Jun 7, 2023 | Education, Michigan | 0 comments

In 2015, a Michigan advocacy organization – The Education Trust-Midwest – set a goal for Michigan to become a top ten educational state by 2030. Shortly afterwards, Michigan’s State Board of Education updated and adopted its own Top 10 Strategic Education Plan. Michigan’s Department of Education has been implementing programs and tracking metrics for the plan ever since.
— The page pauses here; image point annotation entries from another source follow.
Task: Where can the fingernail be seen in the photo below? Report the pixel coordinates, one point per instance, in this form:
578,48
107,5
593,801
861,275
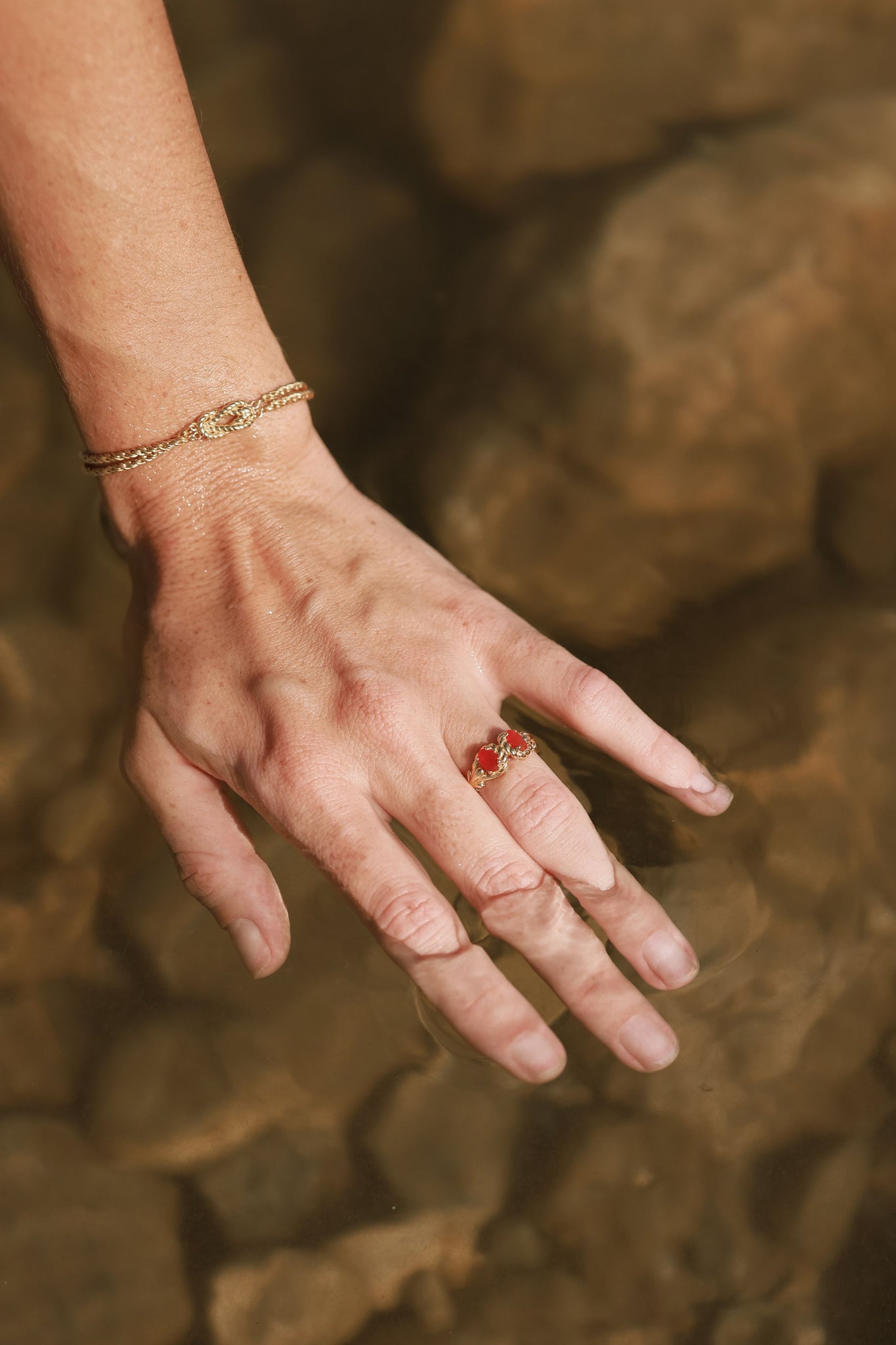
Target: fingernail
250,944
673,961
538,1056
651,1042
714,791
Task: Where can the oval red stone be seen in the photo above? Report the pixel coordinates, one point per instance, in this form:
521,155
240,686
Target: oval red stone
488,759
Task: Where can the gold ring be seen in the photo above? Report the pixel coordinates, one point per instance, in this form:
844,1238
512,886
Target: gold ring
492,759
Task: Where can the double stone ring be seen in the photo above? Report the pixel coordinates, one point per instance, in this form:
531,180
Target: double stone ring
492,761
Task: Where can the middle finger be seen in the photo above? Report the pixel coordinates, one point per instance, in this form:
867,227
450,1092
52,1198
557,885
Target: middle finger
551,825
526,907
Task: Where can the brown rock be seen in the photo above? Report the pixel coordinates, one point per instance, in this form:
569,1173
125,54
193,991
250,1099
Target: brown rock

The most comprehensive rating of state school systems I can find is State Grades on K-12 Achievement 2021 from Education Week (2022 was skipped due to disruption caused by the COVID pandemic). I like their ratings because they seem comprehensive, combining 34 factors that (mostly) seem logical to me. In 2021, Michigan was stuck at 34th place in educational quality in the U.S.

Disappointing results

Seven years into a 15-year plan to become a top ten state, few of the metrics tracked by the Department of Education are showing any significant improvement. The Education Trust-Midwest’s State of Michigan Education Report 2023 is also loaded with discouraging statements:

  • “Michigan…fared worse than many states during the pandemic.”
  • “Michigan’s reading scores are now seven points lower than they were nearly 20 years ago.” (On National Assessment of Educational Progress tests.)
  • “In 2022, Michigan ranked as the 11th worst state for low-income student performance in 4th grade reading…”
  • “…Michigan is one of only fifteen states providing less funding to its highest poverty districts than the lowest poverty districts.”
  • “The statewide average proficiency rate for 7th grade math for all students in 2022 is 30.2%”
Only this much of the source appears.